Jüdische Niederlassungen sind in Wien schon seit dem 12. Jahrhundert nachweisbar, ab 1624 gab es ein Ghetto jenseits der Donau (Im Werd). Aber erst 1811 entstand der Vorgängerbau der heutigen Synagoge in der Seitenstettengasse und erst 1824-26 wurde vom Biedermeier-Architekten Josef Komhäusel dort ein Neubau errichtet - entsprechend den damaligen Vorschriften hinter einer Hausfassade versteckt.

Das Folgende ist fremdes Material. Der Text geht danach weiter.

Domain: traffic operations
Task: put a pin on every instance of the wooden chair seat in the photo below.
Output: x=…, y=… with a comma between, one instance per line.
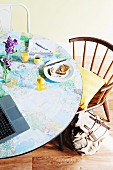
x=100, y=62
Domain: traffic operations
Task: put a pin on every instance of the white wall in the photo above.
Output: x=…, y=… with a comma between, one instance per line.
x=63, y=19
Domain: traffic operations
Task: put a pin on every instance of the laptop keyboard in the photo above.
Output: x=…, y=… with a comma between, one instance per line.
x=6, y=128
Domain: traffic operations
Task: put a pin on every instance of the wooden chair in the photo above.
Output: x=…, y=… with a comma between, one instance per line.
x=98, y=54
x=7, y=16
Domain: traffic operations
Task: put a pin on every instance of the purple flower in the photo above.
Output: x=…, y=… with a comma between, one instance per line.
x=10, y=45
x=7, y=62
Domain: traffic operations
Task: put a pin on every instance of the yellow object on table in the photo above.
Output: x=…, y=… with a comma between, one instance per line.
x=37, y=59
x=41, y=84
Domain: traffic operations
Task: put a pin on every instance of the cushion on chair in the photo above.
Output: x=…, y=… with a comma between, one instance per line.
x=91, y=85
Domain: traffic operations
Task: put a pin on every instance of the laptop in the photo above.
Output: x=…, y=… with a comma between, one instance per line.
x=12, y=123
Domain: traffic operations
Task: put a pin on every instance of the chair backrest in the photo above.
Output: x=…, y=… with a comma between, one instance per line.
x=6, y=16
x=95, y=55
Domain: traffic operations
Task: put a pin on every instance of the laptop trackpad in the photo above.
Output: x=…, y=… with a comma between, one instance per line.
x=13, y=113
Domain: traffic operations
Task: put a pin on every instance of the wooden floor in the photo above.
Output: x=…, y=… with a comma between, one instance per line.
x=50, y=157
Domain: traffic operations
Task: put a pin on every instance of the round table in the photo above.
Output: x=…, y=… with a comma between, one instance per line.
x=48, y=112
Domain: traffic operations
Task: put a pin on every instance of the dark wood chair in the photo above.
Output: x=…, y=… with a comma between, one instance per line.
x=96, y=56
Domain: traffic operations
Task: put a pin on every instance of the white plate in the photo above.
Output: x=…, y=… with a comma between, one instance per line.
x=58, y=77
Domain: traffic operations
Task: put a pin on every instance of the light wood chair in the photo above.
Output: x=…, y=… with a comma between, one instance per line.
x=98, y=54
x=7, y=15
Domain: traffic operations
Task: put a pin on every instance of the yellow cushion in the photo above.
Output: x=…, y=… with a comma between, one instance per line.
x=91, y=85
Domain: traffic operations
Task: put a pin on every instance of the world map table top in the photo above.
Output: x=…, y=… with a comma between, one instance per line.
x=47, y=112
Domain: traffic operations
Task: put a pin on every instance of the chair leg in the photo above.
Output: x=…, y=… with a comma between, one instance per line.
x=61, y=142
x=106, y=110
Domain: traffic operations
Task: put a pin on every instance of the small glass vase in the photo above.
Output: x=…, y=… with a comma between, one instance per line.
x=6, y=77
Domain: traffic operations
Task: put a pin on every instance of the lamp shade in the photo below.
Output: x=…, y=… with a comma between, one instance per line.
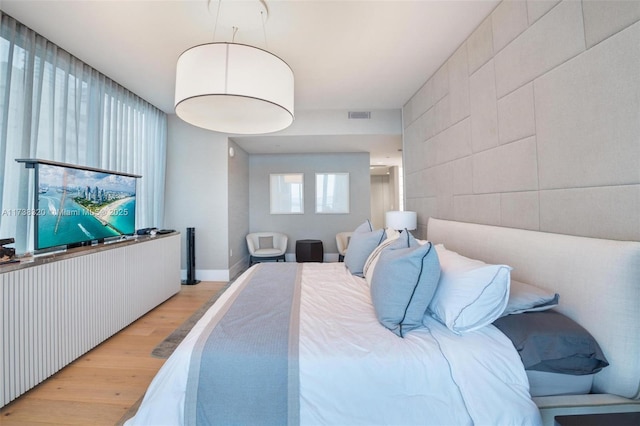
x=401, y=220
x=234, y=88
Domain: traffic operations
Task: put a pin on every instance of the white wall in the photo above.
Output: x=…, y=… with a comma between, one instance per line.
x=197, y=195
x=238, y=209
x=533, y=123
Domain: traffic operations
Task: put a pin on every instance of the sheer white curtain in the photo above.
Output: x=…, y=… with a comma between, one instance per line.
x=55, y=107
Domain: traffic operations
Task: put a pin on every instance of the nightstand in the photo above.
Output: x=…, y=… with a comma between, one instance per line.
x=600, y=419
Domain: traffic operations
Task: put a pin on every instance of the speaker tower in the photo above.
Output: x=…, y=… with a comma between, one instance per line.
x=191, y=257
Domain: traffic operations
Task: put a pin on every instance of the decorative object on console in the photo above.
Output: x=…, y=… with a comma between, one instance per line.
x=400, y=220
x=235, y=88
x=7, y=253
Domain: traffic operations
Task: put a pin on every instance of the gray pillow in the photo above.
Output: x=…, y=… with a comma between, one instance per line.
x=527, y=298
x=549, y=341
x=265, y=242
x=403, y=283
x=363, y=240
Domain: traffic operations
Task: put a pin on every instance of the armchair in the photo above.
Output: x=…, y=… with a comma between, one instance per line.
x=266, y=246
x=342, y=241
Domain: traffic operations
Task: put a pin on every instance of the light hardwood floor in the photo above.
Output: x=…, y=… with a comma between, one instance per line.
x=101, y=386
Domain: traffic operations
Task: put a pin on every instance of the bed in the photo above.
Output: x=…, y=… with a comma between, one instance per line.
x=343, y=354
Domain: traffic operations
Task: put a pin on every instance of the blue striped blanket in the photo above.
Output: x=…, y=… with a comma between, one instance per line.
x=244, y=367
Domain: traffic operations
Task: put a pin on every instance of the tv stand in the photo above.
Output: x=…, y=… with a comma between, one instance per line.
x=55, y=307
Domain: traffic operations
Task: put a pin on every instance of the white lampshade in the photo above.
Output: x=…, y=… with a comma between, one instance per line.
x=401, y=220
x=234, y=88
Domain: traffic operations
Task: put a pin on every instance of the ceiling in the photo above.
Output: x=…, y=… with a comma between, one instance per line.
x=359, y=55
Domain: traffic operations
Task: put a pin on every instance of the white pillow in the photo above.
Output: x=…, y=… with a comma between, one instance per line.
x=372, y=260
x=527, y=298
x=471, y=294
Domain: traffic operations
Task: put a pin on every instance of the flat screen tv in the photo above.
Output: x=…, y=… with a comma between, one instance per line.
x=76, y=206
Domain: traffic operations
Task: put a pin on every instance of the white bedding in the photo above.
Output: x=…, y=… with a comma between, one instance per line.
x=354, y=371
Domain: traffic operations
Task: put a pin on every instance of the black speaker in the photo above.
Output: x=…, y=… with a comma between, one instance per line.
x=191, y=257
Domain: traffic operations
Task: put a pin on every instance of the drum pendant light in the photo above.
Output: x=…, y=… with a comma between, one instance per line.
x=234, y=88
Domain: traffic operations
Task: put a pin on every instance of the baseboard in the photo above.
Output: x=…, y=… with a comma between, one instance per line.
x=561, y=405
x=208, y=274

Heute befindet sich dort auch Wiens provisorisches Jüdisches Museum, das bis 1. Dezember eine hochinteressante Ausstellung „Wiener Synagogen" zeigt. Der Bau von Synagogen in und rund um Wien boomte, als ab der Mitte des vorigen Jahrhunderts besonders orthodoxe Juden zuwanderten. Kultusgemeinden und Tempelvereine ließen in den Wiener Vorstädten Bethäuser errichten, die - dem Stil der Zeit entsprechend - die Vielfalt architektonischen Schaffens widerspiegelten. Sie sind - heute verlorengegangene - kulturhistorisch und architektonisch wichtige Beispiele für die Wiener Architekturgeschichte.

Ausstellungsfotos belegen den Reichtum der Stilzitate des Historismus, zeigen das Aufkommen des Jugendstils. Der als Wiener Zentralsynagoge (2.000 Plätze) erbaute Leopoldstädter Tempel (Tempelgasse 3) zeigt Anklage an Venedigs Dogenpalast, der Tempel der türkischen Juden (Zirkusgasse 22) gemahnt an die Alhambra. Die Zwiebeltürme des Kreml wurden ebenso nachempfunden (Kluckygasse) wie die Merkmale der Gotik (Schmalzhofgasse 3) oder romanische Burgzinnen (Eitelbergergasse). Richard Neutra entwarf 1924 ein jüdisches Gemeindezentrum in modemer Blockbauweise, 1926-28 entstand am Wiener Zentralfriedhof eine jüdische Zeremonienhalle im Stile Clemens Holzmeisters.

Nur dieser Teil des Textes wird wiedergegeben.